Il reste donc dans le débat devant la cour la question de la limitation de la créance de la banque et celle de la qualification du cautionnement.

Sur la nature du cautionnement

Ainsi que l’ont justement relevé les premiers juges, il est de jurisprudence constante que l’engagement de caution solidaire souscrit dans le respect des formes indiquées par les dispositions de l’article L341-2 du code de la consommation, dans sa version alors applicable, mais ne comportant pas la mention manuscrite exigée par l’article L341-3 du même code demeure valable en tant que cautionnement simple.

Le fait que le prêt cautionné ait une nature professionnelle est sans emport sur l’application de ces textes qui s’appliquent indifféremment aux cautionnements de prêts soumis aux dispositions du code de la consommation mais également aux cautionnements garantissant des prêts de nature professionnelle.

En l’espèce, la clause manuscrite ne contient pas d’engagement solidaire de M. [C].

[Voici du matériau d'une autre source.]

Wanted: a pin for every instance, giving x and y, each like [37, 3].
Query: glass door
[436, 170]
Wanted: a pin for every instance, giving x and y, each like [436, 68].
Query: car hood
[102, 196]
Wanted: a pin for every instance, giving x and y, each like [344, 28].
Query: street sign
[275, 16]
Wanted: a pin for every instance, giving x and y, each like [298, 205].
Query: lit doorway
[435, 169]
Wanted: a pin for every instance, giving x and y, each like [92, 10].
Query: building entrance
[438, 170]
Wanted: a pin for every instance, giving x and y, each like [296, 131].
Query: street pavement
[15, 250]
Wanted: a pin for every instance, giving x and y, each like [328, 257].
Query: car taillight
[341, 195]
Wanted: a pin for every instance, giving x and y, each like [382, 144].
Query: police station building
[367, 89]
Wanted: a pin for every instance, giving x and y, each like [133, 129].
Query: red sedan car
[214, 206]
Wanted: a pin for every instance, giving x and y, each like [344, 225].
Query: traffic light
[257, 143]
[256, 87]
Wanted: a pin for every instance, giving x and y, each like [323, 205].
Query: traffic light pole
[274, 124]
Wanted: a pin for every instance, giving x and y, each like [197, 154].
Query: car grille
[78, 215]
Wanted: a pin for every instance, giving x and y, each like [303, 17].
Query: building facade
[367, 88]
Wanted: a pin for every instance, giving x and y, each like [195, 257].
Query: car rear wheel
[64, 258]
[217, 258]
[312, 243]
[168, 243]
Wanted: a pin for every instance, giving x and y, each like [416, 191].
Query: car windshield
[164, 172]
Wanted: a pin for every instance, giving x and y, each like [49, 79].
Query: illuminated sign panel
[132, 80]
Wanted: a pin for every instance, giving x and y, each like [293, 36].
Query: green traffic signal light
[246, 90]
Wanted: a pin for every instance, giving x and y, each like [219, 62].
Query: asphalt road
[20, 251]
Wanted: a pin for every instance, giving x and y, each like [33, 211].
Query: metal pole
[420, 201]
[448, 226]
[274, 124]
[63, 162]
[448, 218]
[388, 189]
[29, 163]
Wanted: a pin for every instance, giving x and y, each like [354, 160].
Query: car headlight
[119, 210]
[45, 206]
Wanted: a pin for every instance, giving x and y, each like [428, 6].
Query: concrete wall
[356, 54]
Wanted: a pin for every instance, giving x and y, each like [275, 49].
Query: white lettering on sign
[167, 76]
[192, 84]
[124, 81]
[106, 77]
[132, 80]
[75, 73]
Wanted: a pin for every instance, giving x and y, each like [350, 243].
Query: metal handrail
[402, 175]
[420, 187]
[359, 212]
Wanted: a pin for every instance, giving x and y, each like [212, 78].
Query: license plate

C’est donc par des motifs pertinents que les premiers juges ont considéré que l’engagement de caution de M. [C] ne pouvait être qualifié que de cautionnement simple.

Le jugement déféré est donc confirmé sur ce point.

Sur la créance de la banque

Il convient de relever, à titre liminaire, que la banque ne réclame pas la condamnation de la caution au paiement d’une somme de 200 000 euros mais qu’elle conclut à la confirmation du jugement déféré en ce qu’il a fixé sa créance à la somme de 64 704,18 euros.

Soutenant que le cautionnement n’est qu’accessoire et que seul le paiement d’une dette exigible peut être réclamé à la caution, M. [C], rappelant que seules cinq échéances du prêt n’ont pas été honorées par le débiteur principal avant l’ouverture du jugement de redressement judiciaire et que le capital non échu continue d’être amorti par la SARL L2H dans le cadre du plan, soutient que la seule assiette de calcul admissible est celle de 52 853,20 euros x 25%, soit 13 213,30 euros de créance échue pour la banque.

La banque se prévaut de l’article 2 de l’acte de cautionnement qui prévoit que « nonobstant l’impossibilité pour la banque de se prévaloir de la déchéance du terme de l’obligation ci dessus, en cas d’échéance impayée, le défaut de paiement par ses soins de ladite échéance après mise en jeu de son engagement par la banque, entraînera de plein droit à son égard, l’exigibilité des sommes dues au titre de cette obligation. »

Elle rappelle que les cautions solidaires et coobligés ne peuvent se prévaloir des dispositions du plan en invoquant par erreur les dispositions de l’article L621-53 al 2 du code de commerce qui ont trait à la déclaration de créance en cas de paiement partiel.

Elle ajoute qu’elle a été autorisée à prendre des mesures conservatoires par application de l’article L622-28 alinéa 3 du code de commerce ; qu’elle est donc fondée à solliciter condamnation de M. [C] à hauteur de 25 % des sommes dues par le débiteur principal en capital, intérêts et frais, commissions et accessoires (cautionnement plafonné à 200 000 euros), ladite condamnation étant exigible au fur et à mesure des échéances du plan.

En l’espèce, il est constant que la banque ne s’est pas prévalu de la déchéance du terme avant le redressement judiciaire.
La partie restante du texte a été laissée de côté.